In some ways, this 12-song album is divided into thirds, with major highlights coming at the end of each third. Track 4 is the bass-anchored, brooding “Where Your Heartache Exists,” where Barnett’s vocals are mainly smooth before getting rough in the song’s midsection. The guitar solo and final chorus are huge rewards for listeners, capping off a brilliant build throughout. Track 8 provides another slower-tempo song in “Nothing Feels Good Anymore,” which delivers in its passionate chorus and when Barnett painfully belts, “‘Baby, baby buzz me in,’ I ring your intercom and say / But you just poke your head through the curtain and my heart’s on the floor / Nothing feels good anymore.” Still, The Menzingers ask you politely to grab a beer and turn up the volume to a decibel that will wake the neighbors.
The album closer is the acoustic, Dylan-esque “When You Died,” a song that is perhaps even more of an bruising, crushing experience than all 11 (louder) tracks that come before it.

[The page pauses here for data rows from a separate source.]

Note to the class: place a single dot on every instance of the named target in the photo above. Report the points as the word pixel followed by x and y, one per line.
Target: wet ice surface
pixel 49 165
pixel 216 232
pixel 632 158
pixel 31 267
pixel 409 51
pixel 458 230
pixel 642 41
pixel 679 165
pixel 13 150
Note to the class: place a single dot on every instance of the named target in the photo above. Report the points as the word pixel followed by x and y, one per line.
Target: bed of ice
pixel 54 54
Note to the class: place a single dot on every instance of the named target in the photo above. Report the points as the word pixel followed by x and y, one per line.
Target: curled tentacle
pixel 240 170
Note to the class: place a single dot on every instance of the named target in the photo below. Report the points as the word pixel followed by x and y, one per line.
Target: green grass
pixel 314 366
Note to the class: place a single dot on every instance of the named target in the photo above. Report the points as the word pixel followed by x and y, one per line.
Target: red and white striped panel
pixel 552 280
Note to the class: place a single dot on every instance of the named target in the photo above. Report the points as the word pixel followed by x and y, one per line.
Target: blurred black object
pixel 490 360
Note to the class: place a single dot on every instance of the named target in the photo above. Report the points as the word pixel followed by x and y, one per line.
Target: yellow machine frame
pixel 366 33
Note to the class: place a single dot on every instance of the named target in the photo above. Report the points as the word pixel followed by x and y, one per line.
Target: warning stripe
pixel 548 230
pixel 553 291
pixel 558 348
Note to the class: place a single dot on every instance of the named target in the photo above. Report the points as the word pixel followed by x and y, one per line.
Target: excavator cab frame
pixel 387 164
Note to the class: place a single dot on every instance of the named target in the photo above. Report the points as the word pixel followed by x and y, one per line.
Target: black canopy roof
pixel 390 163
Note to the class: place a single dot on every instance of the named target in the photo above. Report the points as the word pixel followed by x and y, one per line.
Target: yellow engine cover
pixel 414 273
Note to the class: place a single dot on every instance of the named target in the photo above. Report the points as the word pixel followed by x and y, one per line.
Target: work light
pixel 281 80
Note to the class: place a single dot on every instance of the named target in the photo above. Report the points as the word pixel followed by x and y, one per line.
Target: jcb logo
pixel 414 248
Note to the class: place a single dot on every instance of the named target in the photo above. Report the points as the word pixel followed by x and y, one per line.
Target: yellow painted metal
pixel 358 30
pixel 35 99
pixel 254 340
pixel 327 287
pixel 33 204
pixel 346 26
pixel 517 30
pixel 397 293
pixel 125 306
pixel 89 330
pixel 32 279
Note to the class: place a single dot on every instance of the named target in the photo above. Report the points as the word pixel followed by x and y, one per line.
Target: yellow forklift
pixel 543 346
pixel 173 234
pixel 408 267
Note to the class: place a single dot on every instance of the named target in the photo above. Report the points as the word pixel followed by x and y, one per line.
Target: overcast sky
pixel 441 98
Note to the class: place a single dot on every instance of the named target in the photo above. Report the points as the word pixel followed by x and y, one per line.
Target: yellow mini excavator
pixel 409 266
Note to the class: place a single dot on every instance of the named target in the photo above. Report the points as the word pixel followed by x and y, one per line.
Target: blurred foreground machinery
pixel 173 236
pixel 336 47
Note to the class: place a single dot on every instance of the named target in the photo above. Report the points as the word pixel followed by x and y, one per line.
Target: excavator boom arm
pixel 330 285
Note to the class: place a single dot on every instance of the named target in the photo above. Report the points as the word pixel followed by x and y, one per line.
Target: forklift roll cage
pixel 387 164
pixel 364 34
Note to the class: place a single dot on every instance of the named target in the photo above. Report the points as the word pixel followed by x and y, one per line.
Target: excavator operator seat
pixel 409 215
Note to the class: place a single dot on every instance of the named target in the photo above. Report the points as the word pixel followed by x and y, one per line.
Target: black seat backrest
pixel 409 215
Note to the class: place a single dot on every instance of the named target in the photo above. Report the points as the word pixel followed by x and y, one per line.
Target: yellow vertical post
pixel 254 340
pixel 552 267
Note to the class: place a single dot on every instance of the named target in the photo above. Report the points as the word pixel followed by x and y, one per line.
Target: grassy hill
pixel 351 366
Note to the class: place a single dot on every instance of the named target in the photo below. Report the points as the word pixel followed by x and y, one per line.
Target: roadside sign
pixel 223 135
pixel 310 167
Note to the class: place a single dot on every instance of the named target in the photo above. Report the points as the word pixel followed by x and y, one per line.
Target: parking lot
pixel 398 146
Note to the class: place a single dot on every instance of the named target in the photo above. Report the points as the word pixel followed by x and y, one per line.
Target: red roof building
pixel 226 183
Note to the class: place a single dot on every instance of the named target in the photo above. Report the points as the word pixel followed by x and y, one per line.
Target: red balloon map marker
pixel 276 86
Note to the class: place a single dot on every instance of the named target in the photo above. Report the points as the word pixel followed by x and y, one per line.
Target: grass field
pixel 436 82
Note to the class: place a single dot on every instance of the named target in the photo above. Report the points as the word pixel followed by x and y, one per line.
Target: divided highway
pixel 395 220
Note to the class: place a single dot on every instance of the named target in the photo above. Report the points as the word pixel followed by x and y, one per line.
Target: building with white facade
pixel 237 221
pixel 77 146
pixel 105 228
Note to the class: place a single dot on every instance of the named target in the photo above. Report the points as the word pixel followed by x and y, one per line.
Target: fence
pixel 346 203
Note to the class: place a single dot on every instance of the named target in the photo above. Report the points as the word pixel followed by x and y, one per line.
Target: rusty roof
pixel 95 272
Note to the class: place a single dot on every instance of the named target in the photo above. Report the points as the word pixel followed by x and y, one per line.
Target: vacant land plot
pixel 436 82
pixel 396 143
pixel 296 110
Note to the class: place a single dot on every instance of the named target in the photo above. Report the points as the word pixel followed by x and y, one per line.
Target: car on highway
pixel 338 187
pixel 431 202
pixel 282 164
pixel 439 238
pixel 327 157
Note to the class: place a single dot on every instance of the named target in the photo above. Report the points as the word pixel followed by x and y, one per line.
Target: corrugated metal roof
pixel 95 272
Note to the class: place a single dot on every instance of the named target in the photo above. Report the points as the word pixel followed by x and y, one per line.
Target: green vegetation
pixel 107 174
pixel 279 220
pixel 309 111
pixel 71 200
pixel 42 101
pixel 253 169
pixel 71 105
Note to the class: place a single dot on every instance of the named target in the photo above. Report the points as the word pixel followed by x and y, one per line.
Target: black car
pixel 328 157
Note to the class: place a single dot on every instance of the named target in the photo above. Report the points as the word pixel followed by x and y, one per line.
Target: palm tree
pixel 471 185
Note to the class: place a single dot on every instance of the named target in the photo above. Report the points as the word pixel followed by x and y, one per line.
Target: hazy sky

The innocence with which Barnett delivers the chorus is just fucking sad: “Where do people go when they die? / How do you keep them alive? / How do you make sure that something like this won’t ever happen again? / Not to any other friends.” Still, The Menzingers are at their best when they’re weighing on your chest with an emotional heaviness that is nearly unmatched by their peers.
While Rented World may not offer the thematic comforts that fans of Impossible Past will be searching for, the album is stacked from top to bottom with can’t-miss tracks. “Rodent” is a chaotic, metaphorical masterpiece; “Transient Love” is an airy, groovy departure in sound that may somewhat kill the momentum sitting in the middle of the tracklisting, but it’s incredible standing on its own; “The Talk” is a short blast of fun that sounds like ‘90s Green Day covering a Ramones song; “Hearts Unknown” and “In Remission” combine for a sweet one-two punch near the album’s end that together recall Impossible Past more than anything else on Rented World.
Vocalist / guitarist Tom May told BLARE Magazine: “Not to sound like some kind of pretentious idiot, but we weren’t really that concerned with topping the last record because it’s not really a competition. It’s something that’s completely different, apples to oranges.” Well, I can compare apples to oranges if I’m deciding which fruit I want to eat. The thing is, fruits are the types of things that can be better when you combine two different kinds together instead of eating them all exclusively. There’s room for more than one fruit in my heart.
Rented World and On The Impossible Past are records that will complement each other for the rest of your life if you let them. As the seasons change and you grow more familiar with Rented World’s nuances, like you did with those on Impossible Past, it will become clear that each album has its own role in what is blossoming into a remarkable career from this band. These two records, joined with 2010’s phenomenal-in-its-own-right Chamberlain Waits, combine to form a three-album arc that is the type of shit that nerdy punk guys will retrospectively freak out about in a decade. People will praise this trio of records like they do Goddamnit, Maybe I’ll Catch Fire and From Here To Infirmary, and you’ll be able to say that you were on board for the whole thing. No frills about it: The Menzingers are the best active punk band that we have right now.